View previous topic :: View next topic |
Author |
Message |
bornsoft Contributor
Joined: 19 Feb 2009 Posts: 113 Location: Germany
|
Posted: Wed Oct 13, 2010 3:13 am Post subject: Extract ip-addresses from strings and ip-validity-check |
|
|
Hi,
here is a function i wrote to parse out ip-addresses from mail-headers for spam-checking.
I think it's a good parser example you can easy transpose to parse out other informatins from strings.
Feel free to modify.
Code: |
#
# Function bsIP - by bornSoft ( VDS6 required )
# --------------------------- -----------------
#
# Usage: %x = @bsIP( <String> )
#
# %x = @bsIP( Extract , <String> [ , <Number>/ALL/UNIQUE ] )
#
# This function returns "1" if <String> is an IP-formatted number or NULL if not.
#
# If argument EXTRACT is given, the function retuns the first ip-formatted number
# found in <Sring> or Null.
#
# The third argument is optional.
#
# If it is an integer number, for example 2, the function returns the second found
# ip-formatted number.
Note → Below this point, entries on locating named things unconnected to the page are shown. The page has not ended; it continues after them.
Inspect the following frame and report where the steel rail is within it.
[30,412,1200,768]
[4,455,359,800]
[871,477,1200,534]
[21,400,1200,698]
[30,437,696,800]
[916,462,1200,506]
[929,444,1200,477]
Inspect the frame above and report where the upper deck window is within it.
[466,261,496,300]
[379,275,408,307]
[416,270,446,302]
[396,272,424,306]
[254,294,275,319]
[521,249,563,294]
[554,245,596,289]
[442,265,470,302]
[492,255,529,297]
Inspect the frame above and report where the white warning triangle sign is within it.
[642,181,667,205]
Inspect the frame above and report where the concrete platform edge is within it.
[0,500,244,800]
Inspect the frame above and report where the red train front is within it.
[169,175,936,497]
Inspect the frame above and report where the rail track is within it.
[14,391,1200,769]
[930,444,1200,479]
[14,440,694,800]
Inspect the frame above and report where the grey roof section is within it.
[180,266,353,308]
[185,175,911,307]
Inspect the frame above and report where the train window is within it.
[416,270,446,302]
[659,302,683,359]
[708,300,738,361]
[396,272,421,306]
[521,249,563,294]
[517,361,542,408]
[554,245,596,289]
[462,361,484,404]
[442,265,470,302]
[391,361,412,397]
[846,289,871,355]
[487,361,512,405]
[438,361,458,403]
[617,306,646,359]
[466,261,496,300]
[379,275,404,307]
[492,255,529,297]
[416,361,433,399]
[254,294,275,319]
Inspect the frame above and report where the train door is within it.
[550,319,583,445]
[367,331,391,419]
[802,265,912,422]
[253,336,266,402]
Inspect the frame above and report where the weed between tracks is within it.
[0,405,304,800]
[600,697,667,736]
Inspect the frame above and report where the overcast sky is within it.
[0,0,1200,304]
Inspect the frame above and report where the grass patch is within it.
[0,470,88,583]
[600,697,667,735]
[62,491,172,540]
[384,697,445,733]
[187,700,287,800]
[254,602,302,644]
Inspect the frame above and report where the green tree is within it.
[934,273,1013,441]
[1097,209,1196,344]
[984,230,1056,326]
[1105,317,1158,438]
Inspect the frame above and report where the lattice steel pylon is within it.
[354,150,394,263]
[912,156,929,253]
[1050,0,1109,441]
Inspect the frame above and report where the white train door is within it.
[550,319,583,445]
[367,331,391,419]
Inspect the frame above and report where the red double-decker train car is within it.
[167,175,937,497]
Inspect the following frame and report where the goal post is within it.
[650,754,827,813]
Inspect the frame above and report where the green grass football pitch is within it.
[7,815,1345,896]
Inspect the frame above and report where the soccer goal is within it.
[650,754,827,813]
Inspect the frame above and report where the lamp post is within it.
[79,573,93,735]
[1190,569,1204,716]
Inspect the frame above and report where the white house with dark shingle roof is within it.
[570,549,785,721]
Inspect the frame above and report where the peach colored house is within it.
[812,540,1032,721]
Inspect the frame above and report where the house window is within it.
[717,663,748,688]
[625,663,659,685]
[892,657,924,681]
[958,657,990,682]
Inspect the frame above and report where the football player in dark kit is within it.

If <Number> is greater then the count, NULL is returned.
#
# If the third argument is set to ALL, the function returns all found ip-formatted
# numbers separated by the current field separator. Doubles are also returned.
#
# If the third argument is set to UNIQUE, the function returns all unique found
# ip-formatted numbers in ascending order separated by the current field separator.
#
#
#DEFINE Function,bsIP
# Subfunction
#DEFINE Function,bsIPCheck
# A string that contains some ip-addresses
%%String = "Received: from 213.198.55.118 (HELO mail08c.verio.de) (213.198.55.118) and another IP is 127.0.0.1"
# Extract all ip-addresses from the string
info Now we are going to extract all ip-adresses from this string: @tab()@cr()@cr()@tab()@chr(34)%%String@chr(34) @tab()
info Extracted: @cr()@cr()@tab()@bsIP(Extract,%%String,All) @tab()
# Extract the first found ip-address from the string
info And now the first found ... @tab()
info Extracted: @cr()@cr()@tab()@bsIP(Extract,%%String) @tab()
# Extract the third ip-address from the string
info The third one ... @tab()
info Extracted: @cr()@cr()@tab()@bsIP(Extract,%%String,3) @tab()
# Extract only unique ip-addresses from the string
info And now all unique ip-adresses in ascending order ... @tab()
info Extracted: @cr()@cr()@tab()@bsIP(Extract,%%String,UNIQUE) @tab()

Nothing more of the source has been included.